*Celeborn présente :

 

Réflexions

 

 

 

La première chose que fit Line quand elle se leva fut de se regarder dans le miroir. Malheureusement, la lisse surface de mercure et d'aluminium ne fut pas polie : l'image renvoyée était franchement affreuse. Line pesta :

 "J'en ai marre de mes tas physiques ! Des tubes boursouflés en guise de jambes, des seins comme de vieux pneus crevés, un épais plum pudding à la place des fesses : je suis laide, laide, laide !"

 Line n'avait pas tort : son corps paraissait complètement décati. L'inertie, la gravité, la pesanteur : toutes ces forces dégueulasses avaient tiré vers le bas chaque centimètre carré de son être.

 Line en avait parlé à Julien, hier, au restaurant. Elle n'aurait pas dû. Julien était resté silencieux quelques minutes - "le temps de réfléchir", avait-il dit - puis ses mots s'étaient abattus sur Line comme un couperet :

 - Line, tu devrais utiliser davantage de produits cosmétiques.

- De...

- ... L'ennemi de la beauté, l'interrompit Julien, c'est la nature. Le naturel est abominable, disait Baudelaire. Il peut certes flamboyer un instant, mais ensuite il n'en reste que des cendres, car le naturel est combustible et éphémère. C'est pourquoi il te faut te maquiller bien davantage. Et puis la beauté ne peut naître que d'une parfaite hygiène. De là, sa singularité, sa bizarrerie, son éclat peuvent éclore et fleurir. De là... et de nulle part ailleurs.

 A ce moment, Line avait senti que Julien attentait à sa personne, à son essence, à son être même. Et elle ne souhaitait pas qu'il y attentât. Mais il était trop tard : il l'avait minée pour la soirée. Line s'était alors perdue dans ses pensées :

 "C'est un vrai sabotage ! Amoureux de moi, jamais il n'aurait osé dire ça. Donc il ne m'aime pas. Et il veut de surcroît que je ne m'aime pas non plus. Quel salaud !"

 Line y pensait encore devant son miroir. Elle aurait préféré que Julien ne lui ait rien dit. Elle aurait préféré qu'il n'ait jamais pris "le temps de réfléchir". Julien réfléchissait ; le miroir réfléchissait et aucun des deux ne l'aimait. Line se dit qu'elle détestait tout ce qui réfléchissait.

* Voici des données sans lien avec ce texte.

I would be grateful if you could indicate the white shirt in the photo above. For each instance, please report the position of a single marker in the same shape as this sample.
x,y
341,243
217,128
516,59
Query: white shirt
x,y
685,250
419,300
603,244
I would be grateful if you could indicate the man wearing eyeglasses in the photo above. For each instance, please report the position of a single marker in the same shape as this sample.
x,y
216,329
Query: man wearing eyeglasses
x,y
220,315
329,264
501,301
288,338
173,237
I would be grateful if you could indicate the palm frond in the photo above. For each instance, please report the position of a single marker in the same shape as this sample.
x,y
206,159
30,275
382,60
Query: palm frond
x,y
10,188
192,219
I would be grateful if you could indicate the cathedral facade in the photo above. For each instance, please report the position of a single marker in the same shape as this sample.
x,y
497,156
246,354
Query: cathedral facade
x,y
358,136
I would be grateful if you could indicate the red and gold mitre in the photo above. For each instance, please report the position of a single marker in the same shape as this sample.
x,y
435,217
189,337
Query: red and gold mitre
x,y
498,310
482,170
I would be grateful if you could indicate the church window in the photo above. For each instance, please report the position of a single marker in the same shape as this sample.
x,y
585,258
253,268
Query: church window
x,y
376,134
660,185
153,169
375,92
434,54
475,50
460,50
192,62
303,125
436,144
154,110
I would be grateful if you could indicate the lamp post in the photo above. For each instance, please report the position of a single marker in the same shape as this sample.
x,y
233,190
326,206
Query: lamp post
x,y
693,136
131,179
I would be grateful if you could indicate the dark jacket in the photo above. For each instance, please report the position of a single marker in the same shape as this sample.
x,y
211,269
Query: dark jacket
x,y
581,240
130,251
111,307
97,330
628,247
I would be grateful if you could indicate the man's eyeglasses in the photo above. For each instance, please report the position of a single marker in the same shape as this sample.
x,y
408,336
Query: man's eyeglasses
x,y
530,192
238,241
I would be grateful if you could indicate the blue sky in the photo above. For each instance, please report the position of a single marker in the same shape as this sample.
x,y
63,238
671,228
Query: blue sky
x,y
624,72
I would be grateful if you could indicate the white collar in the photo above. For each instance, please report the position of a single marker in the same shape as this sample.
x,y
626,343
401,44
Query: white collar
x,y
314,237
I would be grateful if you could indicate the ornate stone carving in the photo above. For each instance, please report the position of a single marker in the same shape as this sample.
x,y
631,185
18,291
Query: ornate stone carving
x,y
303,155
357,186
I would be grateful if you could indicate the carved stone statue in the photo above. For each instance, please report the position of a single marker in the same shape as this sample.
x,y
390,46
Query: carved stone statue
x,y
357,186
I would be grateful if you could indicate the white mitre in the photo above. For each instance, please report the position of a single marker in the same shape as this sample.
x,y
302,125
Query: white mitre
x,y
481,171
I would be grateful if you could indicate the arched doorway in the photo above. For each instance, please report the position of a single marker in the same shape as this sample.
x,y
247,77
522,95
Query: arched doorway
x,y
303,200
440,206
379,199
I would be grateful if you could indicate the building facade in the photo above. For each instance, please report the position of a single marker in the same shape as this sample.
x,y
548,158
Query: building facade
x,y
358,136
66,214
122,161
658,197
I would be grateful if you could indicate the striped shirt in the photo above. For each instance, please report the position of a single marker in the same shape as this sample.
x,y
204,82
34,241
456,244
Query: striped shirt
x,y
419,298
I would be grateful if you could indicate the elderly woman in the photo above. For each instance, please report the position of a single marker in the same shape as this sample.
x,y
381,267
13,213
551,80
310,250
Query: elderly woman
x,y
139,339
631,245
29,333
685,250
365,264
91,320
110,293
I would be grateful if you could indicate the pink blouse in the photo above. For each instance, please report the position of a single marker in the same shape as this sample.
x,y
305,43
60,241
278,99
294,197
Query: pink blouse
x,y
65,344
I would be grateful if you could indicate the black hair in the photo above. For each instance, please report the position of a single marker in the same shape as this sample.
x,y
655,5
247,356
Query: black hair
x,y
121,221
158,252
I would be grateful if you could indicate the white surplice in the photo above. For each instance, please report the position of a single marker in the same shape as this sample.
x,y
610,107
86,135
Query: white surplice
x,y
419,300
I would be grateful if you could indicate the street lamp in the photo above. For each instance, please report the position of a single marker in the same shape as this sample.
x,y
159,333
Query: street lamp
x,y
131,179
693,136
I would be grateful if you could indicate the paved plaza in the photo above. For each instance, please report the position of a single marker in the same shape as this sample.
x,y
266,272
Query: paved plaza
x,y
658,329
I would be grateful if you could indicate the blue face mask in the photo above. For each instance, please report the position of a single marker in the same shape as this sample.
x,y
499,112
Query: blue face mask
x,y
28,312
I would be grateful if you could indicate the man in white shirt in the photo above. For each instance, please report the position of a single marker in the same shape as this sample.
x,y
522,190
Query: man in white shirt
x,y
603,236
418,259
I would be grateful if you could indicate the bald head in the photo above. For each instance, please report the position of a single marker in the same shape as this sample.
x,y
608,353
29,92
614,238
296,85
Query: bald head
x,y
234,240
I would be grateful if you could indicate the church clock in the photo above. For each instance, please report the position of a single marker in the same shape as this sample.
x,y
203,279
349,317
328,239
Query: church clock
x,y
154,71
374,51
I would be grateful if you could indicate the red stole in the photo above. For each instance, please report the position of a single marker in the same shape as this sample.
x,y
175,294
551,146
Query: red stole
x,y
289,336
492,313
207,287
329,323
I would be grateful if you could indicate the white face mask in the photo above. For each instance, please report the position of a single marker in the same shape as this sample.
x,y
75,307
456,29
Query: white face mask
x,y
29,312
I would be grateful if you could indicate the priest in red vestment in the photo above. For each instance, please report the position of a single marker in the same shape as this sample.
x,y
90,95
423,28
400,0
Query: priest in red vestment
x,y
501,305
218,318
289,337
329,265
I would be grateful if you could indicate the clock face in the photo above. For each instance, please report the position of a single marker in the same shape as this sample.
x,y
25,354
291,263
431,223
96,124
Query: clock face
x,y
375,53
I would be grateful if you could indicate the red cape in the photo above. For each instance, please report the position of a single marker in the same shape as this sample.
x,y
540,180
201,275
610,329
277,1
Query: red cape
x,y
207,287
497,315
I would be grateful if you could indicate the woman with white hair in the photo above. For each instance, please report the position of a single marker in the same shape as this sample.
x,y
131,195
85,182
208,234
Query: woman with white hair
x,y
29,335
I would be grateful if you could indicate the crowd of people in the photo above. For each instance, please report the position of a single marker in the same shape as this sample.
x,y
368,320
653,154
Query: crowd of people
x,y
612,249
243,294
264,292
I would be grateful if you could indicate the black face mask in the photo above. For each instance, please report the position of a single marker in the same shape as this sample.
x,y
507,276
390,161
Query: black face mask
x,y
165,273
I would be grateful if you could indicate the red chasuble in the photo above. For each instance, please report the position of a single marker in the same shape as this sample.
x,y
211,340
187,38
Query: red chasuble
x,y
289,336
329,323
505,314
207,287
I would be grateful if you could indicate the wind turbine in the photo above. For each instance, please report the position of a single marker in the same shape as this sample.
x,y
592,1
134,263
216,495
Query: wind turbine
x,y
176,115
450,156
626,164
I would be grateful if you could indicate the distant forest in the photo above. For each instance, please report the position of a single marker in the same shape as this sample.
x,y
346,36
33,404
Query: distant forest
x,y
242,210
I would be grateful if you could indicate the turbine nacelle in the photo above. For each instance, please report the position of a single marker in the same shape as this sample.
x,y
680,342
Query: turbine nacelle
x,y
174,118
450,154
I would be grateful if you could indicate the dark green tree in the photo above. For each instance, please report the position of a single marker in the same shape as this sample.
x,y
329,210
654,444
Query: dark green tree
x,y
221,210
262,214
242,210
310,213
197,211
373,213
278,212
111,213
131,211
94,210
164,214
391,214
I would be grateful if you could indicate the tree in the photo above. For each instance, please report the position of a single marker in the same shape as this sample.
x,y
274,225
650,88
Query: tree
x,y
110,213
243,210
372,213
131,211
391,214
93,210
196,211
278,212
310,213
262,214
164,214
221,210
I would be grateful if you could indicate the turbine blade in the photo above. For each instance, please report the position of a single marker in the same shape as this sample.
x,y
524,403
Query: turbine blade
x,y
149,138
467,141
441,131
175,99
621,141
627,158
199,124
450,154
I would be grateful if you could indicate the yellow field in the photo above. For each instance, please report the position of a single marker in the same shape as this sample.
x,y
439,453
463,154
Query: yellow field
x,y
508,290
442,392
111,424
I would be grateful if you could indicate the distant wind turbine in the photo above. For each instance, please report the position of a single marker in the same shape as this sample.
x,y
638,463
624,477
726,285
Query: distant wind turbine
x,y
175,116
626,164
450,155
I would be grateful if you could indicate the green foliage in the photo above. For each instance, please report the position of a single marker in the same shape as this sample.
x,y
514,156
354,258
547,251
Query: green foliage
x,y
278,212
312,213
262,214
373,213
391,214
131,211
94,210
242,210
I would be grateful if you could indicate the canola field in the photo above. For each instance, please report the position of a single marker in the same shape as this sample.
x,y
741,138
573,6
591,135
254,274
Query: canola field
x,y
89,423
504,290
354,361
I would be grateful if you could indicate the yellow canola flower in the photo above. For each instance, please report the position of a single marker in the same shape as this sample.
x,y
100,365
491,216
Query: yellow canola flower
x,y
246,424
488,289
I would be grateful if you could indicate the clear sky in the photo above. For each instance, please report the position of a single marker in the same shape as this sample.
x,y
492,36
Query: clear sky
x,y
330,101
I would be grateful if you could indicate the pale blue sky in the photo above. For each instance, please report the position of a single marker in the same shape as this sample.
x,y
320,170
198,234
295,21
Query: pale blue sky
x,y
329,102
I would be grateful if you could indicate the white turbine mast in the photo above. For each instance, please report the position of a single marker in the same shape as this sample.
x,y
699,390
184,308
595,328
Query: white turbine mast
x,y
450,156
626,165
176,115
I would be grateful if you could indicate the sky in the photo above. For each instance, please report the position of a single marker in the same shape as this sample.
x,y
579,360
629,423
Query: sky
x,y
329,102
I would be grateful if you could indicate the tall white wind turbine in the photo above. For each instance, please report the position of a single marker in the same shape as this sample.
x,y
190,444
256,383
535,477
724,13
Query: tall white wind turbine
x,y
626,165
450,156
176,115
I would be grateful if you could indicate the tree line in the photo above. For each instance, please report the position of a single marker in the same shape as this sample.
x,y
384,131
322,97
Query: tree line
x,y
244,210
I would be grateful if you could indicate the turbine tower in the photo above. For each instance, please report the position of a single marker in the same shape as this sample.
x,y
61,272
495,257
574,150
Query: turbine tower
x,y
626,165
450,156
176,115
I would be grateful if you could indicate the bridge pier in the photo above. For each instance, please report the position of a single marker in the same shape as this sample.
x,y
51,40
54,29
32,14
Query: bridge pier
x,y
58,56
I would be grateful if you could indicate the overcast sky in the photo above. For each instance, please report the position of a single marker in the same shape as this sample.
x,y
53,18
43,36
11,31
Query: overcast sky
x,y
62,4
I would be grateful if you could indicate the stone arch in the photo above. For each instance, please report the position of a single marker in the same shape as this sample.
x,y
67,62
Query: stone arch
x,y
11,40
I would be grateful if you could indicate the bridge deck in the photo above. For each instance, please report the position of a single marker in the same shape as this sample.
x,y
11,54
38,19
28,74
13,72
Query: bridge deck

Elle pris alors la première chose qui lui passait sous la main - et qui se trouva être le Robert des noms propres - et l'envoya valdinguer dans son reflet si moche. Une fois le miroir brisé, Line appela Julien pour lui dire de passer chez elle. Quand il entra, elle l'assomma d'un grand coup de dictionnaire.

 Autour d'elle, rien ni personne ne réfléchissait plus. Dans la tête de Line, stupeur. Et tremblements dans tout son corps. Pour la première fois de sa vie, Line se sentit belle.